Reply to Rockey et al., "Genomics and Chlamydial Persistence In Vivo".

REPLY

In addressing the letter to the editor by Rockey et al. (1), it is important to correct the statement “…patients can be colonized by C. trachomatis.” Chlamydia trachomatis does not colonize humans but infects them.

The authors’ earlier paper (2) described five patients that had apparent reinfection and/or persistent infection over a few years despite antibiotic treatment. On the basis of whole-genome sequencing (WGS), they concluded “…pathogen mutational strategies are not important in persistence of this pathogen in patients” (2). Our conclusion (that the clinical F strains we isolated yearly for 4 years from a female patient were associated with persistent infection) was based on a number of analyses, not just WGS (3). We examined growth characteristics in tissue culture of the clinical F strains by transmission electron microscopy (TEM), noting a persistent phenotype with aberrant bodies similar to the TEM of cervical tissue from a patient in New Orleans infected with a clinical E strain (4). In comparison with urogenital reference F and ocular reference A strains, we also examined structural protein features of the tryptophan operon; utilization of indole for tryptophan synthesis after tryptophan starvation in vitro; trpA and trpB expression levels under various conditions; and intracellular tryptophan levels. In these respects, our research design and analytical approach were quite different from theirs. Further, our findings dispute their conclusion.

Suchland et al. (2) did not find mutations in the trpA gene that were similar to ours or mutations in the rest of the operon (that includes the trpR and trpB genes) or in any read sets for the five strains. This is not surprising since their sample size was small. Additionally, none of their apparent persistent infections were with strain F. It is possible that there are F strains in the Seattle area that persist in patients and have similar trpA mutations but have not yet been discovered. More importantly, the lack of trpA mutations simply points to the fact that there are other host/pathogen mechanisms that also participate in the persistence phenotype. These mechanisms include, but are not limited to, various interferon gamma levels, antimicrobial pressure, and lack of host nutrients that are required for growth (e.g., iron). Our findings do not preclude the existence of these or other mechanisms.

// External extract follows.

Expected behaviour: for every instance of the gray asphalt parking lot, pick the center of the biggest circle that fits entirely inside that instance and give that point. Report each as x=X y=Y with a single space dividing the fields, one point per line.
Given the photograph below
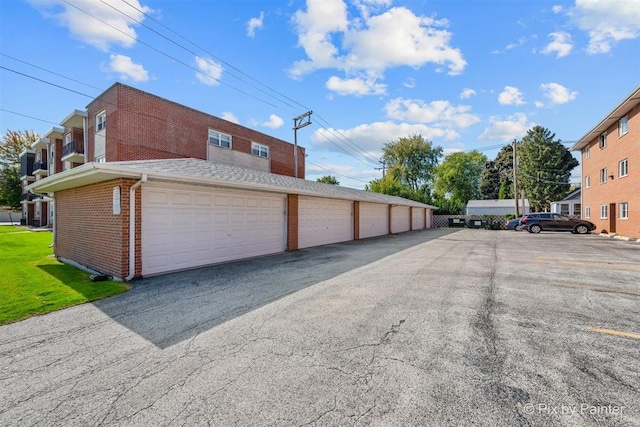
x=438 y=327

Finally, we are perplexed by the last paragraph in the letter. Our paper does not propose a causal effect for a single “in vitro property” that would explain all C. trachomatis persistent infections. Our conclusions were based on the collective findings of the longitudinal in vivo phenotype in the patient and the multiple characteristics of the C. trachomatis F strains that we outlined above and analyzed and discussed in our paper (3). At the end of the abstract, we state, “Our data indicate that emergent mutations in the tryptophan operon, which were previously thought to be restricted only to ocular Ct [C. trachomatis] strains, likely resulted in in vivo persistence in the described patient and represents a novel host-pathogen adaptive strategy for survival” (3). As more C. trachomatis genomes are sequenced prospectively from different patient populations, we have the opportunity to detect novel mutations and begin to characterize these strains and examine their biological relevance for disease pathogenesis, including persistence.